Arrastrando mi cuerpo por la piedra fría de la iglesia logré llegar hasta la puerta; había desaparecido toda la gente. El árbol solitario seguía allí; sus hojas habían desaparecido y las ramas parecían esqueletos taciturnos esperando el ocaso. Miré hacia mi cuerpo, me faltaban los dos pies, y mis piernas parecían trapos rotos ensangrentados de dolor aunque yo éste no lo sentía. El hombre, el señor Piedra, había usurpado toda mi dignidad, no tenía nada ya, ni siquiera mi elefante blanco que, sin duda, había huido ante el terror.

Se hizo de noche postrada en la entrada de la iglesia. La luna seguía en cuarto menguante, bella, humilde, grandiosa. No me quedaba otra que esperar, esperar el aullido del lobo que cada vez sonaba más cerca de mí, me devorara de una vez por todas y poner fin a aquella pesadilla en la que se había convertido mi vida.

Sin embargo, de pronto, sin saber cómo ni por dónde, apareció mi elefante. Yo lloraba, no sé si de dolor, de alegría, no sé… Lamía mis piernas con tal delicadeza que el dolor se fue amortiguando, pero sólo fue un espejismo pues el lobo se abalanzó sobre nosotros hincando sus colmillos, pero antes de que perdiera la conciencia aun pude ver la cara del animal que nos había devorado: era el rostro del señor Piedra…


Estaba amaneciendo, menos mal.
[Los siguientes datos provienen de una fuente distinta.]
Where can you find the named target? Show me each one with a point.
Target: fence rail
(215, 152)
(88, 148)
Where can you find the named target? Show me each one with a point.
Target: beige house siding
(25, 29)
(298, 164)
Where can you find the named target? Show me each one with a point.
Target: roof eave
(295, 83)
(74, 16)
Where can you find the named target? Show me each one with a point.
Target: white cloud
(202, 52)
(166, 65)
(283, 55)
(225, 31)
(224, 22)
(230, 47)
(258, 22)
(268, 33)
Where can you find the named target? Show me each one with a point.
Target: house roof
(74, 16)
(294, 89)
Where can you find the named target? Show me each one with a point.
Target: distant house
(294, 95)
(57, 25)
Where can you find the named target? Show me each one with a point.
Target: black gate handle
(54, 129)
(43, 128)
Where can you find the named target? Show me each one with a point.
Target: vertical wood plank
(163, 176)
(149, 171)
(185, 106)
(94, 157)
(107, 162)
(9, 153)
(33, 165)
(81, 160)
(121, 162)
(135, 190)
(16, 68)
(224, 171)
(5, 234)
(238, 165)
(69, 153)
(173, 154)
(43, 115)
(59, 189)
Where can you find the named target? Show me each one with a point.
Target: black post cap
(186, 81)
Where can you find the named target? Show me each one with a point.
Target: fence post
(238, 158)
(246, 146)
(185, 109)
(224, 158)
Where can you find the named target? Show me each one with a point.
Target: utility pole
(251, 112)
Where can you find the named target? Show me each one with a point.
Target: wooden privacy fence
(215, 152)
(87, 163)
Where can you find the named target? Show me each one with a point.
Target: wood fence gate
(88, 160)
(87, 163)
Era un amanecer grandioso. Su rojo afrutado me daba una paz hasta ahora desconocida. La cafeína hacía el resto alejando el horror vivido en aquel sueño aterrador. Pronto serían las siete y debía ducharme; era la hora de irme a trabajar.

Al salir de la ducha sentí que a la BlackBerry había llegado un mensaje; lo abrí y leí “Buenos días, Patricia, soy José Manuel Piedra. Recuerda llegar pronto, hoy es el gran día. Te espero en la catedral de la Virgen del Mar. Entraremos los dos juntos montados en un elefante rojo para presentar el producto. ¿Es linda la idea, verdad? Era una sorpresa que te tenía reservada. Date prisa ¡Chao!"


… Desde entonces estoy en un manicomio. Cada noche me viene a visitar el señor Piedra montado en un elefante rojo; no es blanco como el mío. La pureza no se hizo para él.

2 comentarios:

Anónimo dijo...

No me sorprendes, ya no; conozco tu crecimiento literario. Ahora, me maravillas mientras te leo.
Gracias por este vuelo hacia la imaginación tan bien estructurado.
Te abrazo como siempre,

Rosa
(la de La Gloria que no me acuerdo de mi contraseña y tengo que enviarlo como anónimo, pero anónima no soy)

Victoriana Díaz dijo...

Extremecedor, este sueño es tal pesadilla de terror que no me extraña que tuvieses que tomar cafeina para poner los pies en la vida.
Mi felicitación pues su lectura engancha desde la primera línea.